Building on her work with families in Colombia, Quiroz is now working to understand the development of the disease in the US’s Latino diaspora. She launched The Boston Latino Aging Study in 2021 to better understand the cognitive trajectory for Latinos living and growing old in the US.

Qurioz’s team is also looking at factors that could help people become more resilient to the disease, even if they are genetically predisposed to it. That includes not only genetic factors, but also those associated with socioeconomic background, education, and other lifestyle factors.

“In many ways, we are leading the way. There just are not many researchers diving into this,” says Quiroz. Most researchers, “focus on risk factors and disease mechanisms, but we are working to understand how we can boost resilience and strengthen our natural protections.”

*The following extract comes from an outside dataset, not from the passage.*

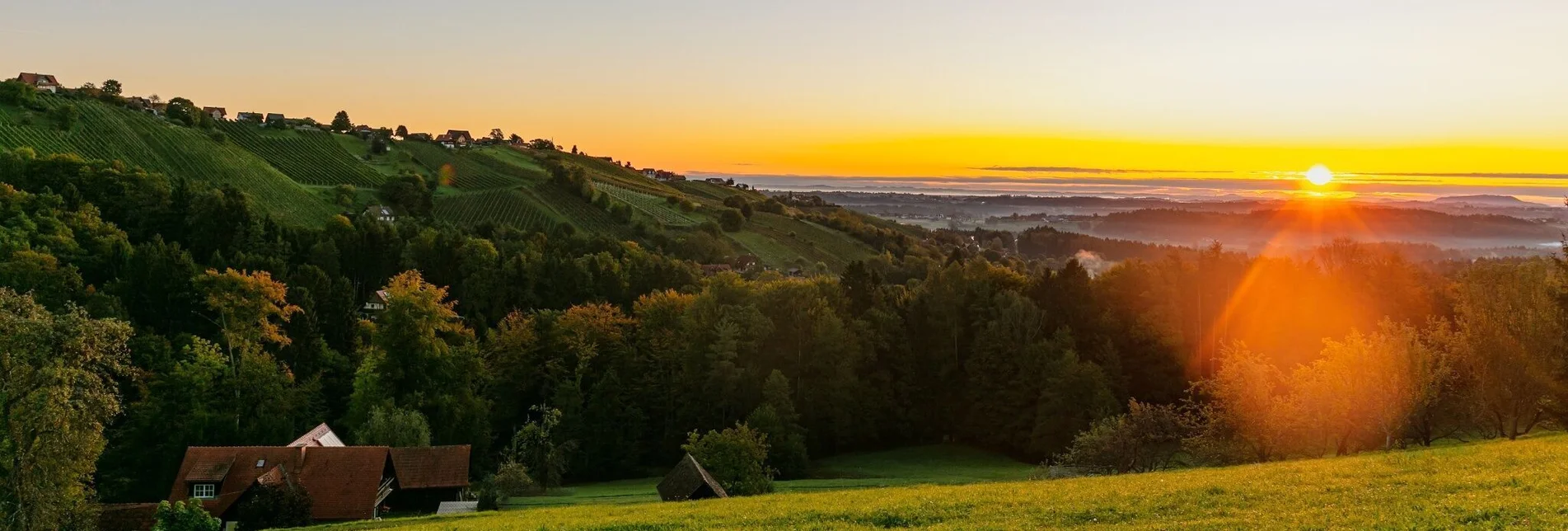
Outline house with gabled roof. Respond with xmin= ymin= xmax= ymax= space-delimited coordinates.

Lopera, Quiroz’s mentor and former professor, passed away in 2024. But his legacy lives on with Quiroz’s continued efforts to uncover the mysteries of Alzheimer’s within the study population he helped assemble, and in her mentorship of younger students. Quiroz moved to BU, in part, because her work as a young student kicked off a lifelong research interest and she hopes inviting younger researchers into her lab will do the same. Today, she has five PhD students and three undergraduate students working in her lab.

“I hope to inspire more people to get excited about Alzheimer’s research and the fields of neuroscience and neuropsychology,” she says.